In this case, the plaintiff performed pre- and post-shift activities and work activities during unpaid meal periods, including things like responding to emails and phone calls, stocking his work van with required materials for his job each day, and mapping out his work travels. However, he was only paid for the overtime that he recorded electronically. The plaintiff filed suit with the United States District Court under the FLSA and Illinois’ Minimum Wage Law, seeking compensation for his unrecorded overtime. The case went to trial, and the jury returned a verdict for the plaintiff and awarded him approximately $225,000 in unpaid overtime, plus interest and attorney’s fees. After the trial court denied NCR’s motion for a new trial, the Company appealed.

The Seventh Circuit vacated the jury’s verdict and sent the case back to the District Court for further proceedings on whether the plaintiff should get a new trial. Specifically, the Seventh Circuit determined that the District Court had erred in allowing the plaintiff to claim he was owed payment for hours he had worked but had not recorded. The Seventh Circuit described the District Court’s erroneous rationale as “since NCR chose to compensate these activities in one instance, it had to compensate them in all instances.” The Seventh Circuit specified that under the FLSA, employees can only expect to be paid for “incidental activity” if two conditions are met: 1) the employer elected to pay for such activities by contract, custom, or practice; and 2) the employee engaging in such activities complied with all the requirements imposed by that contract, custom, or practice. If NCR had any such “contract, custom, or practice”, it was a policy of paying for incidental activities only when the time was properly entered into the Company’s timekeeping system.
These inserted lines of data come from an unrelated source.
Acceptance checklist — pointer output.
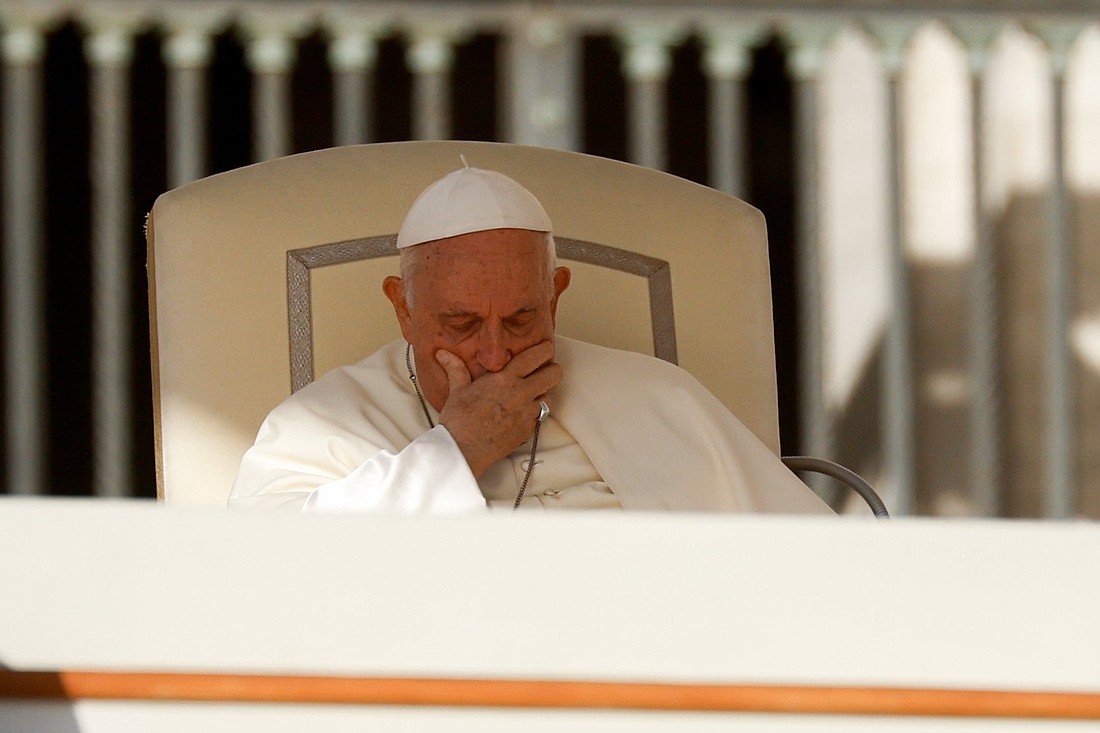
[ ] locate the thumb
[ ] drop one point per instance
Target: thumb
(458, 375)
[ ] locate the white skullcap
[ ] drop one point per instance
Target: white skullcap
(469, 200)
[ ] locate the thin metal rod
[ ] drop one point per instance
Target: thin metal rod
(110, 165)
(1060, 469)
(352, 107)
(187, 113)
(985, 404)
(727, 134)
(23, 282)
(647, 123)
(898, 370)
(816, 434)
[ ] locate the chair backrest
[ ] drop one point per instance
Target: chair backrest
(265, 276)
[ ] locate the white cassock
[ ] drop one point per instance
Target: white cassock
(627, 431)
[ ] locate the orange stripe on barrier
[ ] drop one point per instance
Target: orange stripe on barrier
(548, 693)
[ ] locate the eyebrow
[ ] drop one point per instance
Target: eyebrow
(468, 314)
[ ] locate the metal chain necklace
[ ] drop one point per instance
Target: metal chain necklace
(431, 424)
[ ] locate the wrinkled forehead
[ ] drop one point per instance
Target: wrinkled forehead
(499, 260)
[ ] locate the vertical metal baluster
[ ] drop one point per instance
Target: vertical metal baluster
(898, 363)
(646, 64)
(187, 51)
(726, 63)
(271, 36)
(1060, 499)
(24, 279)
(541, 70)
(806, 58)
(430, 56)
(109, 50)
(352, 52)
(983, 328)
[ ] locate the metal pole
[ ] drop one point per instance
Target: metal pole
(24, 342)
(109, 53)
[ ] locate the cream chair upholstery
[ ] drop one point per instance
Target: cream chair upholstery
(265, 276)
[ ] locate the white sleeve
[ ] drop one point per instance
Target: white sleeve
(430, 476)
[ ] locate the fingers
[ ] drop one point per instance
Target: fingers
(530, 359)
(458, 375)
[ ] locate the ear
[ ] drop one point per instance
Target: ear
(394, 288)
(561, 280)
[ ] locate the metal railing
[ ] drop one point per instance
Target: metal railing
(542, 74)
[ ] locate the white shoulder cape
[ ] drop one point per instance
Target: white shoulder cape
(656, 435)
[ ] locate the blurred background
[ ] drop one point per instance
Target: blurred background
(930, 173)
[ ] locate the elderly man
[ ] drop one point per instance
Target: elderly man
(482, 405)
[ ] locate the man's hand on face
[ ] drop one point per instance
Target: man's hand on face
(491, 416)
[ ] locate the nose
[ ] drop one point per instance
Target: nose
(493, 351)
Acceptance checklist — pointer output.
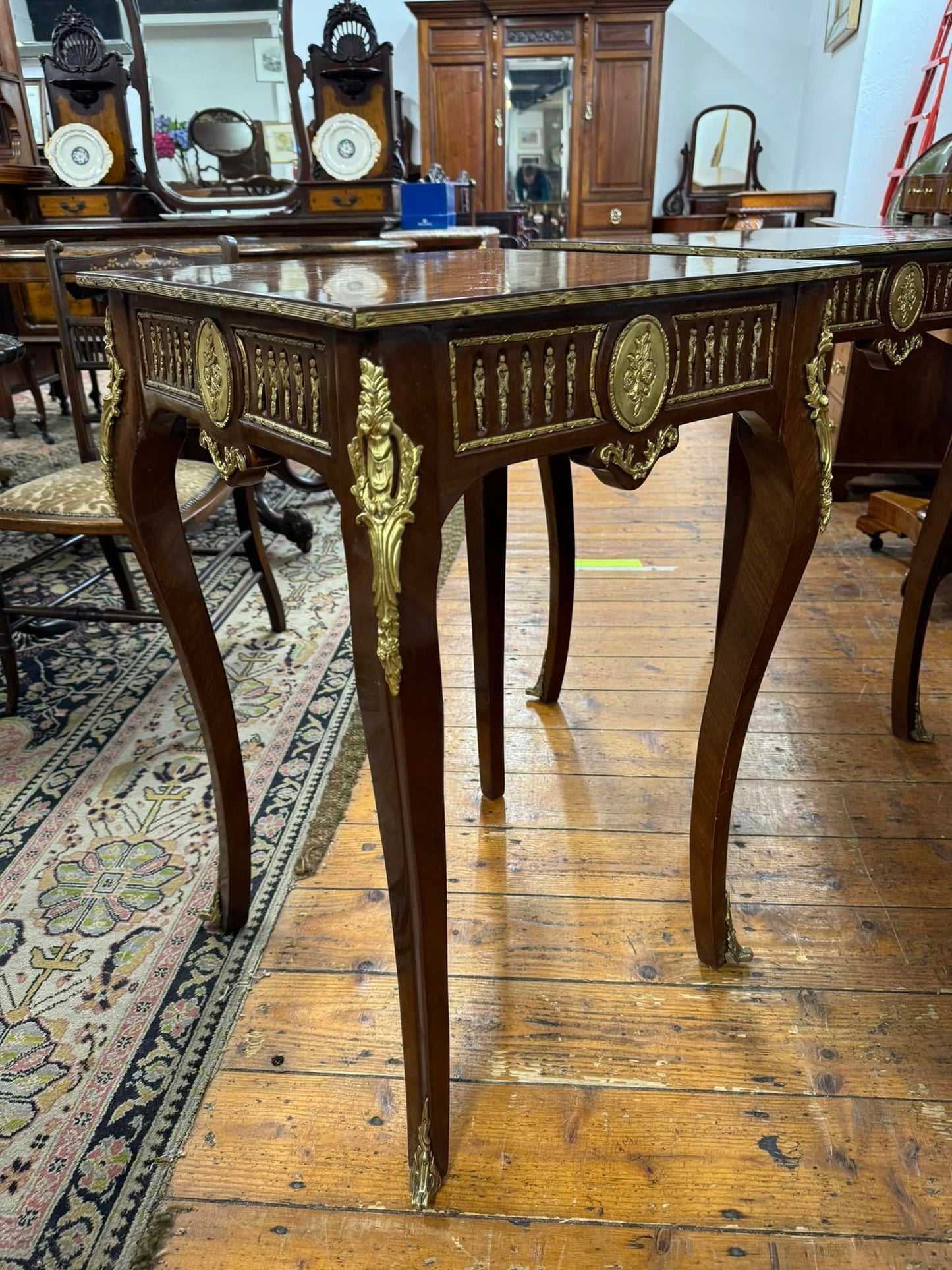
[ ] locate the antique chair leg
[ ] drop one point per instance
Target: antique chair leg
(932, 562)
(257, 556)
(779, 513)
(312, 482)
(485, 504)
(555, 474)
(735, 519)
(401, 708)
(8, 411)
(290, 522)
(36, 393)
(145, 492)
(121, 573)
(8, 660)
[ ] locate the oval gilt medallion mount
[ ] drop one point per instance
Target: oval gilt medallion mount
(213, 372)
(907, 296)
(638, 379)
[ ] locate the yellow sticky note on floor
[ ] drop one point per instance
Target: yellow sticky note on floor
(623, 565)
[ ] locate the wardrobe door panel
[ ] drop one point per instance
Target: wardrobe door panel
(457, 113)
(619, 140)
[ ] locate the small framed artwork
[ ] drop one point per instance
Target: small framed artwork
(279, 141)
(842, 22)
(269, 60)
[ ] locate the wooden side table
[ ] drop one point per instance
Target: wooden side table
(413, 382)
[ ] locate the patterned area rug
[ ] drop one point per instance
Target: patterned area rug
(116, 995)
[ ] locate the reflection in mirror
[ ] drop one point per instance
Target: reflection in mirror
(926, 191)
(221, 107)
(537, 123)
(724, 138)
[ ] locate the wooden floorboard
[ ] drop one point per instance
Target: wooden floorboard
(616, 1105)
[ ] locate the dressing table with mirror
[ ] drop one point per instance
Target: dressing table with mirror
(894, 319)
(719, 161)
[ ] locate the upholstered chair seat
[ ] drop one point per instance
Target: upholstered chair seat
(75, 501)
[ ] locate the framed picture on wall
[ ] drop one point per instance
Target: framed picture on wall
(279, 141)
(269, 61)
(842, 22)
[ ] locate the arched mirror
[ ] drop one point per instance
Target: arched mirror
(217, 125)
(721, 150)
(926, 191)
(720, 160)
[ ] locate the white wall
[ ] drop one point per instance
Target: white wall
(831, 86)
(393, 22)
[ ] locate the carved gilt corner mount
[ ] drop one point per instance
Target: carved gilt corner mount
(112, 404)
(385, 464)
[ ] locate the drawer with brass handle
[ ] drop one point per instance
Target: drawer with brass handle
(615, 216)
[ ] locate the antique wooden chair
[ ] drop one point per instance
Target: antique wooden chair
(74, 504)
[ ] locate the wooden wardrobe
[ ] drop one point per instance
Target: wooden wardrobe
(616, 76)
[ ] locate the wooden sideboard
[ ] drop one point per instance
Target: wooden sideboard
(616, 78)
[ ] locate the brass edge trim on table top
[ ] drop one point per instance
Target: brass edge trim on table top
(112, 404)
(720, 390)
(545, 430)
(615, 455)
(908, 296)
(638, 393)
(453, 310)
(831, 253)
(383, 509)
(819, 405)
(920, 733)
(273, 338)
(226, 459)
(523, 434)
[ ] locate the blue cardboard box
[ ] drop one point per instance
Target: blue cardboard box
(427, 205)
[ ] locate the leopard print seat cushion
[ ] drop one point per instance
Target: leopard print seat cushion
(79, 493)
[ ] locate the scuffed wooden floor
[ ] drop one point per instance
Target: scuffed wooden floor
(616, 1105)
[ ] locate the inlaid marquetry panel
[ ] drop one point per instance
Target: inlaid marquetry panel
(285, 386)
(938, 291)
(517, 386)
(168, 347)
(723, 351)
(856, 301)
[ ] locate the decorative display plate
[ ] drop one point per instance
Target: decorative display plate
(79, 156)
(346, 146)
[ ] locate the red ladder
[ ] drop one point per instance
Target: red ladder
(939, 59)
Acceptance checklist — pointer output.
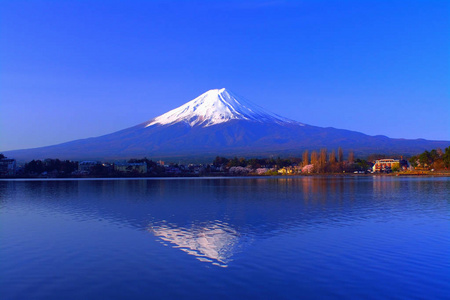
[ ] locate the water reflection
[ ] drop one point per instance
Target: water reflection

The Seventh Circuit specified that checking email, mapping a service route, and off-the-clock activities that were similar to those for which the plaintiff believed he should be compensated were not directly related to a CE’s principal activity of servicing the company’s equipment, and as such were “incidental” to commuting in the field. Therefore, the time was not compensable under the FLSA, and only compensable to the extent that the employee complied with the requirements set forth by the employer. The Seventh Circuit stressed that the employer, solely at its own discretion, chooses to adopt a practice of compensating employees beyond that required under the FLSA, and as such may place conditions on such compensation, such as requiring employees to record their time. Here, the requirement that time be recorded was “inextricable from the custom or practice itself” and failing to acknowledge this sort of requirement “would turn an employer’s discretion to pay for incidental activities into a trap, with the predictable consequence that employers will cease paying for incidental activities altogether.”
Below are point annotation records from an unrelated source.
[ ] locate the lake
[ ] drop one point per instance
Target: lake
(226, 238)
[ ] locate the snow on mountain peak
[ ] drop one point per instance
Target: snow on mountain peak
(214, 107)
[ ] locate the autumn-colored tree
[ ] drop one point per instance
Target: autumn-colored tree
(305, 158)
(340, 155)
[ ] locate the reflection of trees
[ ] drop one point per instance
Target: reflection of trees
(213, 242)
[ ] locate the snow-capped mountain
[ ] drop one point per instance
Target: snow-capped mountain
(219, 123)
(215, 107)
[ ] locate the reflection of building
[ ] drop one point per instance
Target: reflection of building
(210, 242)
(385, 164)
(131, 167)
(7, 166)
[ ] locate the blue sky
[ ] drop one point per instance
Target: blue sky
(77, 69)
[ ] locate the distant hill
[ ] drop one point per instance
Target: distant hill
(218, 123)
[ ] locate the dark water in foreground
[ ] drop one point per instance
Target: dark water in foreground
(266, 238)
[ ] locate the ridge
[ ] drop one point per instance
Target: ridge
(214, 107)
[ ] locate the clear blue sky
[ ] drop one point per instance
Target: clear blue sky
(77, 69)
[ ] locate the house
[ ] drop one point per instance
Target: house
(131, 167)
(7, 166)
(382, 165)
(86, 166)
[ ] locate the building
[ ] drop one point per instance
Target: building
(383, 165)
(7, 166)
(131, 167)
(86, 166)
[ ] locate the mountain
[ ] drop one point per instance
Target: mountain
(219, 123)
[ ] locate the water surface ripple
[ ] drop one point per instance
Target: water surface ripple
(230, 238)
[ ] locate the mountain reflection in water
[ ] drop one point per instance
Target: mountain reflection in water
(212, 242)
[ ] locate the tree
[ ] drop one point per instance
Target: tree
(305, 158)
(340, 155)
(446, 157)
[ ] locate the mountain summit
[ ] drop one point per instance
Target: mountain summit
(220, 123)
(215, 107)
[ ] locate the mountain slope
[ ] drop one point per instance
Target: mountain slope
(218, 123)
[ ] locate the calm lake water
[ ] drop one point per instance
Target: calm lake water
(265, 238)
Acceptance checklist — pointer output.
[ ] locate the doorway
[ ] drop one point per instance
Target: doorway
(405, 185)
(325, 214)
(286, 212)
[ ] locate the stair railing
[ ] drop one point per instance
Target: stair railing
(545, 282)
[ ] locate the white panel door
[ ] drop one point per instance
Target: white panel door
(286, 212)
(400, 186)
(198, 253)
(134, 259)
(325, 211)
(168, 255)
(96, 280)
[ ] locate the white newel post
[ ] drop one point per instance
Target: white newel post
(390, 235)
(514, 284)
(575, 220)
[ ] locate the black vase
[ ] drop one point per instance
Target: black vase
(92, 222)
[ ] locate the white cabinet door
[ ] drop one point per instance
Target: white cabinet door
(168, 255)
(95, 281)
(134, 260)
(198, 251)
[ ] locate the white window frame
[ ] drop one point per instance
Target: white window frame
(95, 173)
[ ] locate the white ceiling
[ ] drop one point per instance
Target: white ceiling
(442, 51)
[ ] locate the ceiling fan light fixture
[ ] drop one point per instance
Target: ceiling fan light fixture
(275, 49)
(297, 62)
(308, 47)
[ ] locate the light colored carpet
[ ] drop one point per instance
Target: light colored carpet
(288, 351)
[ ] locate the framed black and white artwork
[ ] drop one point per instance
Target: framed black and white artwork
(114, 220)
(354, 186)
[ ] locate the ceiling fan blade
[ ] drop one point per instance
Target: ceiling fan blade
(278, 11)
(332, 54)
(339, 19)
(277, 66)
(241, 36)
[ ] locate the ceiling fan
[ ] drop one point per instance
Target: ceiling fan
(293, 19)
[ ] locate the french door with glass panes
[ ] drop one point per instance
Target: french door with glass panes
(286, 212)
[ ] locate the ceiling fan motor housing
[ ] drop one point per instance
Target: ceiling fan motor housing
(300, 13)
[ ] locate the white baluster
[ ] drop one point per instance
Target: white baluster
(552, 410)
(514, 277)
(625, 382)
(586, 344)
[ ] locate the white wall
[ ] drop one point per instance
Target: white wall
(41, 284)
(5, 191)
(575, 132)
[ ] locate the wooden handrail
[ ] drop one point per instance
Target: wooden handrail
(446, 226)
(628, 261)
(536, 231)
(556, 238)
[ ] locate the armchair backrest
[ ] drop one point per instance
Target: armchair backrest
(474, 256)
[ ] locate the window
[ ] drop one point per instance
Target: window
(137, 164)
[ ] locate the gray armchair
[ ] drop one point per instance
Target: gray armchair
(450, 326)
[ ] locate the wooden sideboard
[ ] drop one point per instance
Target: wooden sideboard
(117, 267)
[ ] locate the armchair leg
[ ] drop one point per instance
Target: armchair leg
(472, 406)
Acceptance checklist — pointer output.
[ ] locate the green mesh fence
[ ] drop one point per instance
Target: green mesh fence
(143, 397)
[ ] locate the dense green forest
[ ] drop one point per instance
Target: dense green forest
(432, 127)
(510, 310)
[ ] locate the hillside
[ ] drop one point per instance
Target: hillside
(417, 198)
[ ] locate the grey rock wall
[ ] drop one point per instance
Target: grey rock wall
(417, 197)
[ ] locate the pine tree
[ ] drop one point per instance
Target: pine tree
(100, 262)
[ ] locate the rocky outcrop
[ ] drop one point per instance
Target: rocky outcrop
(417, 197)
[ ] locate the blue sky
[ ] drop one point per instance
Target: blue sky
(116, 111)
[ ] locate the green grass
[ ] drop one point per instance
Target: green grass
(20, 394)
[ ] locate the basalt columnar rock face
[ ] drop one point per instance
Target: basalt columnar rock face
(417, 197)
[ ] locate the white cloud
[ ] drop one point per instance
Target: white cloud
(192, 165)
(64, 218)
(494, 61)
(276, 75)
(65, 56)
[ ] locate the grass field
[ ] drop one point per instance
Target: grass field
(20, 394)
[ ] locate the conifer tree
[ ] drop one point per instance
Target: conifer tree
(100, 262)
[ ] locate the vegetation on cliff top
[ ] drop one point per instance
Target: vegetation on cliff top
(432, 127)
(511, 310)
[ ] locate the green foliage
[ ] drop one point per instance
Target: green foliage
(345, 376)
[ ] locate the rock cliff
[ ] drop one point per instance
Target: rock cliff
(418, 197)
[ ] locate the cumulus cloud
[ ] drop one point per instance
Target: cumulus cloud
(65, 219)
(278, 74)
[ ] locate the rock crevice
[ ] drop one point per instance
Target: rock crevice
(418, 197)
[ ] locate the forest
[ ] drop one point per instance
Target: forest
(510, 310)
Since the COVID pandemic, more and more companies have chosen to allow or require their employees to work remotely. Remote or so-called “hybrid” work is likely here to stay. It is therefore crucial that employers be able to accurately record the work performed by these employees. This recent Seventh Circuit decision says that employers are well within their rights to choose not to pay employees for time that is not recorded in keeping with their policies and procedures.